Brazilian Misery: A Cautionary Tale for the US?
Former President Luiz Inácio Lula da Silva of Brazil has been rising steadily in the polls for Brazil’s 2018 presidential elections, despite facing several corruption charges. Why? Because some Brazilians perceive increasingly that he can make Brazil great again. After all, it was under his stewardship that Brazil experienced the rise of the middle class, falling inequality, substantial job creation, and the shrinkage of the informal economy between 2003 and 2010. Of course, Lula’s record of success was helped by external factors, such as rising commodity prices, and a significant inflow of foreign investments—trends that have more recently reversed. Many Brazilian economists fear that a new Lula government in 2018 will aggravate Brazil’s economic problems rather than turn them around. In arguing against a Lula comeback, some claim that Brazil has turned a corner and must not return to his supposedly failed policies.
But are Brazil’s prospects improving, as these economists claim? The reality is: So far, no.
The figure above shows the misery index for Brazil, the sum of inflation and unemployment. Inflation has come down, but unemployment has risen steadily between 2015 and 2017, the result of years of populist and unsustainable policies under Lula’s second term in office and the administration of his impeached successor, Dilma Rousseff. It should continue to rise this year to 13 percent or more. Brazilian states have run out of cash to pay public servants, and a recent police strike in Espírito Santo, a state just north of Rio de Janeiro, led to over 100 dead in one weekend. Police forces are threatening state governments with similar strikes across the country because they are not getting paid on time. Meanwhile, the federal government and Congress are doing everything possible to avert the fallout from the soon-to-be-made-public Odebrecht depostions—Odebrecht is the construction company at the heart of Brazil’s massive corruption probe. The depositions allegedly implicate members of current president Michel Temer’s inner circle, most of his party (PMDB—the Brazilian Democratic Movement Party), and ally PSDB (the Brazilian Social Democratic Party).

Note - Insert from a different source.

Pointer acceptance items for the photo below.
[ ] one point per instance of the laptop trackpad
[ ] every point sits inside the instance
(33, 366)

As a result of Temer’s maneuverings and the perception that the economy is not improving to benefit the population at large, his approval ratings have tumbled to 10 percent, about the same ratings Rousseff had prior to her impeachment. Social tensions are on the rise, while stock markets have preferred to ignore risks associated with increasing instability, a situation that has some resonance in the United States. It should be recognized that the Temer government has been promoting crucial economic reforms, such as the successful introduction of a cap on public spending, a proposal for the reform of the social security system, a much-needed reformulation of Brazil’s state-owned development bank (BNDES), changes to regulations in the oil and gas sector, a proposal for labor market legislation reform, and a series of measures to boost productivity. However, this impressive record has been tainted by the corruption investigations and the failure to improve popular sentiment regarding the state of the economy.

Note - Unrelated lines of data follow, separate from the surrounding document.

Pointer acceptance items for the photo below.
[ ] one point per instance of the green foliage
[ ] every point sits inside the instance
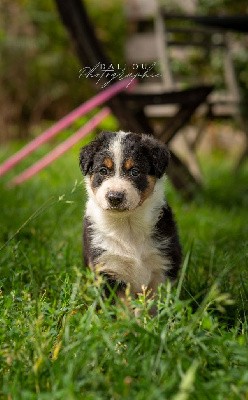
(60, 340)
(39, 67)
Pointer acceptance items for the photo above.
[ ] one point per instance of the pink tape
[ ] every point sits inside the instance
(89, 105)
(62, 148)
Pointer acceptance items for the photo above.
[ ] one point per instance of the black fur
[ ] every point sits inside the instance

Is Lula electable, given that he has been indicted on corruption charges? That is an open question. If he is, and becomes a candidate, he is likely to sweep next year’s elections. His opposition and some renowned Brazilian experts have decided to fight the risk with the narrative that all is going well. However, by denying a more complicated reality, experts are making the potential comeback of supercharged populism all the more likely. There are clear lessons here not only for the United States, but for other countries that continue to flirt with leaders who speak in the name of the common folk, but place them at greater risk with policy proposals that ultimately hurt the very same people they aspire to protect.